Students Provide Volunteer Service in Alternative Spring Break Activities

While most Eastern Kentucky University students enjoyed a restful break from classes during Spring Break March 5-9, some students spent their time volunteering through EKU’s Alternative Spring Break Program in various locales from New York City to New Orleans, from Myrtle Beach, S.C. to Kansas City, Kan.

An alternative spring break trip is a trip during which a group of college students, usually 10-12, engage in volunteer service for a week as a counter to "traditional" spring break trips. Each trip has a focus on a particular social issue; this year’s topics included HIV/AIDS awareness and prevention, affordable housing, disaster relief and recovery, and ending domestic violence.

Students learn about the social issues in conjunction with volunteering with local nonprofit organizations and experience different cultural, environmental and socioeconomic backgrounds while meeting identified communities’ needs through service.

“This is EKU’s fifth year running alternative spring breaks,” said Brian Perry, assistant director of Student Life. “Alternative Break trips are an exciting opportunity for students to learn about important social issues through a mix of service and education activities. They also provide the chance to travel and explore new areas of the country to students who might not otherwise be able to afford to do so.”

Twelve students who traveled to Myrtle Beach participated in Habitat for Humanity’s Collegiate Challenge, Habitat’s national alternative break program sponsored by State Farm Insurance engaging young people ages 5-25.

“This is EKU’s fourth time volunteering with Habitat for Humanity during spring break to help build affordable housing,” Perry said. We are delighted to provide students this opportunity to serve the community and help another family reach their goal of home ownership.”

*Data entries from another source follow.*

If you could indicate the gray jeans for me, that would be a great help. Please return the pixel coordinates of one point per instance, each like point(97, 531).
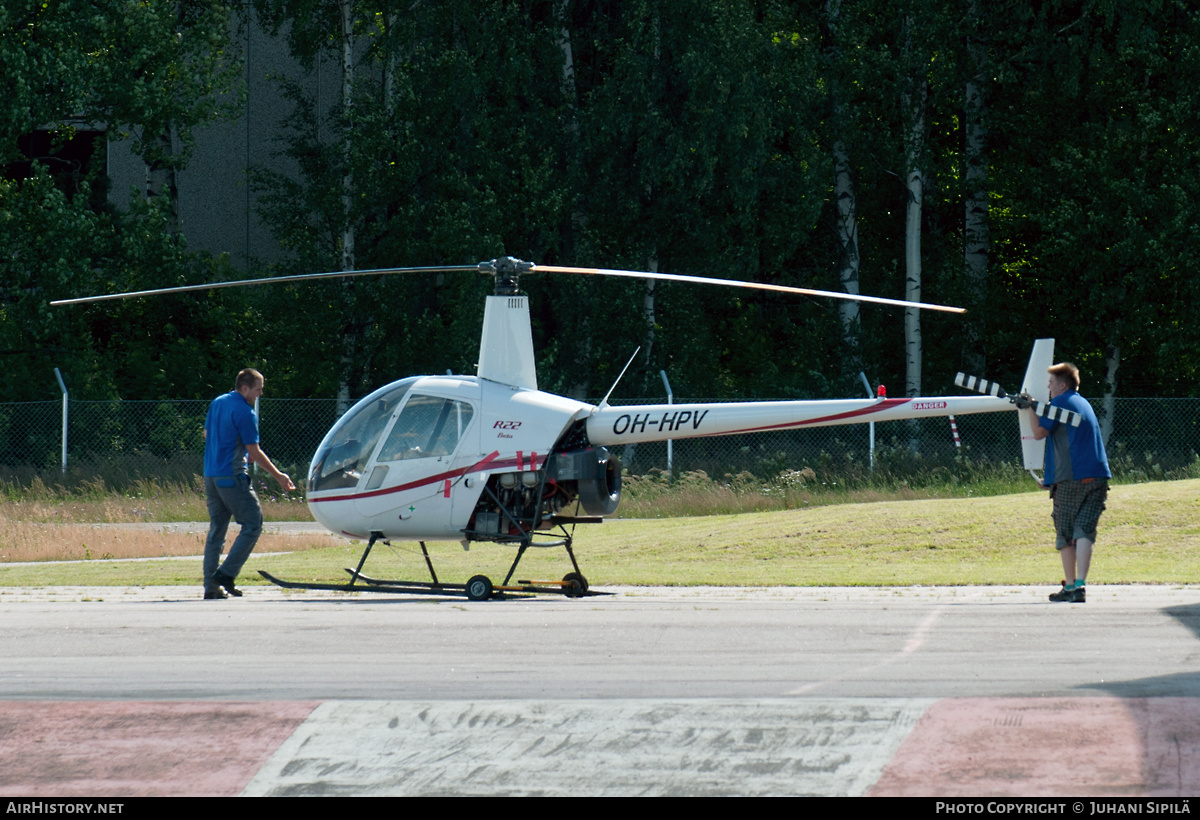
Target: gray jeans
point(229, 497)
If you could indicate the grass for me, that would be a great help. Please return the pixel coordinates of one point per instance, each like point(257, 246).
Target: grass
point(1150, 534)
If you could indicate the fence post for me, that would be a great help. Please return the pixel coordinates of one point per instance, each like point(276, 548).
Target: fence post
point(870, 424)
point(670, 442)
point(64, 388)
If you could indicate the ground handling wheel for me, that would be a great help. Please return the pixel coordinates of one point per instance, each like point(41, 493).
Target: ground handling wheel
point(479, 587)
point(574, 585)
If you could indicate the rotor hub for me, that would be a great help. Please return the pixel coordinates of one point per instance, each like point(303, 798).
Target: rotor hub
point(507, 270)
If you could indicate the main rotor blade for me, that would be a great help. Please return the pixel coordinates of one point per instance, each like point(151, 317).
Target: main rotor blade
point(298, 277)
point(756, 286)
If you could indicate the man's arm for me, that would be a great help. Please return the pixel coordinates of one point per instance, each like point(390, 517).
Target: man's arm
point(256, 454)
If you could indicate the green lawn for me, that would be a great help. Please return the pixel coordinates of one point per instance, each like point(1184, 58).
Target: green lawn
point(1150, 534)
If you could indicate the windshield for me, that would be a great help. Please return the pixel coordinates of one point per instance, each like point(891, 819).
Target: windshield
point(427, 426)
point(347, 448)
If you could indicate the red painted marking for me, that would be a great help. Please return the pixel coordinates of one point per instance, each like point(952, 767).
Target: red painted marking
point(887, 403)
point(479, 466)
point(1048, 747)
point(139, 749)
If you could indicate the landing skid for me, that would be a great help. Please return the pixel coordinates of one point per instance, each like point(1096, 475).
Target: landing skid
point(479, 587)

Students had the “classic” Habitat experience of working with a new homeowner to build their house. For the past 23 years, more than 194,000 students have spent their school breaks volunteering across the country through this Habitat for Humanity program. 

"Students continue to view volunteering with Habitat for Humanity as an opportunity to make a difference," said Cody Logsdon, manager of youth volunteer engagement at Habitat for Humanity. “They are creating legacies in the communities they serve.”

For many participants this was their first Habitat build as well as their first alternative break experience. Stacey Neat, a freshman from Shelbyville, said: “Alternative spring break was so much more than I was expecting. Not only did I meet, work with, and build friendships with some amazing people, I also really contributed to making someone’s life better. Building a Habitat house is definitely hard work, but it was beyond rewarding. It’s an experience I’ll never forget.”

Dr. Mike Reagle, associate vice president for Student Affairs, who accompanied the group as their faculty/staff learning partner, said he has overseen this program for a number of years “but this was my first ‘hands-on’ experience to actually participate, and it was great. Everyone should have the opportunity to do this, and we are going to continue to look at ways to expand this program in the future.”

Alternative spring breaks challenge students to critically think about and react to problems faced by members of the communities they visit, Perry said. Immersion in diverse environments enables participants to experience, discuss, and understand social issues in a significant way.

Miles Owen, the student leader for the New York trip, said Alternative Spring Break “is a truly transformative experience. The people you meet and the stories you hear will change the way you see the world.”